Related to that, in the sermon Sunday I shared the story of Saint Bakhita. Bakhita was a Sudanese slave who was captured by Arab slave traders at age 8 while collecting firewood. Following that she lived a miserable, suffering life for 12 years under several different masters until a man who was the Italian consulate to Sudan bought her. He treated her with respect and eventually she herself asked to return to Italy with him. There she reportedly encountered a crucifix for the first time and was mesmerized by it. On seeing it, one story goes, she said, “Who is that?” Needless to say, she immediately “got” the message of the gospel.   Bakhita was “…lifted up…directly summoned, awakened and set in motion.” What happened to her is a witness to the liberating power of the gospel. Her humanity, dignity and truest sense of self was affirmed and she spent the next 50 years as a Catholic Sister serving the poor in Italy.
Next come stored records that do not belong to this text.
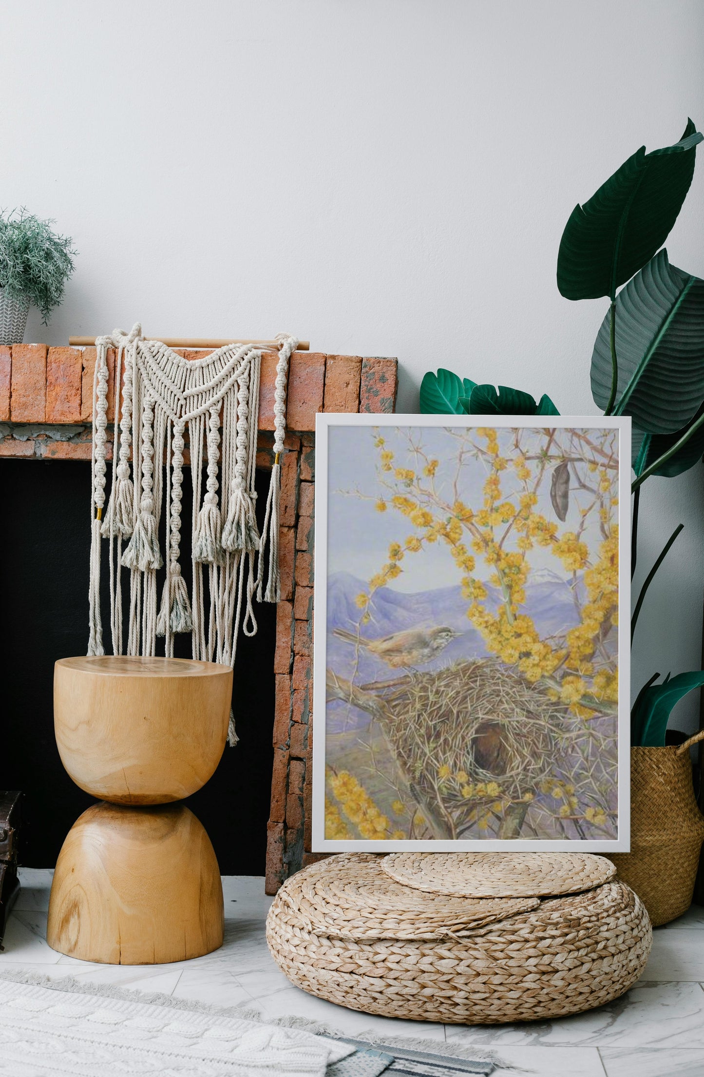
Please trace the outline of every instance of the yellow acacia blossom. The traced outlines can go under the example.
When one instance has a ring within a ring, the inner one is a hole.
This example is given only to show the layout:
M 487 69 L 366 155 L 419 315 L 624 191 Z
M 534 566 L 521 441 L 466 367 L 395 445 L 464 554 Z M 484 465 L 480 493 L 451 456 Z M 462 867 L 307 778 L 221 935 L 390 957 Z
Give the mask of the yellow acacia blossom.
M 344 820 L 329 797 L 325 797 L 325 837 L 328 841 L 352 837 Z
M 588 808 L 585 812 L 585 819 L 589 823 L 595 823 L 596 826 L 604 826 L 606 823 L 606 812 L 603 808 Z
M 354 823 L 363 838 L 380 840 L 385 837 L 391 823 L 356 778 L 347 770 L 340 770 L 330 778 L 330 788 L 343 814 Z
M 580 542 L 574 531 L 565 533 L 554 543 L 552 553 L 559 557 L 565 569 L 576 572 L 583 569 L 589 558 L 587 543 Z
Similar stories could be told about slaves in America. Although their masters often mis-used the Bible to further oppress them, some slaves learned to read the Bible themselves. And when they did, they too heard the news about “God with us” and they too said, “We with God!” They made it into songs and stories and shared it because they knew it wasn’t an empty promise, a churchy doctrine or an abstract idea, but a reality that empowered bold action for freedom.

The latter days of Lent are, I think, a good time to reflect on the physical realities of life. One way to do that is by remembering that “God in the flesh” looks forward to “God on the cross;” realities that will not allow us to create a false separation between the spiritual and physical or dismiss something like healthcare as a low priority.

In Christian faith the physical body is not “just a shell” as gnostic spirituality was (and is!) inclined to think. And the conviction “I believe in the resurrection of the body” is not pie-in-the-sky or only about the future. It is, like the entire Creed, an affirmation of the goodness of the created world and the gift of physical life. Therefore healthcare cannot be only a privilege for the wealthy. It is a human right for all people in all places undergirded by the humanity of God in Jesus Christ.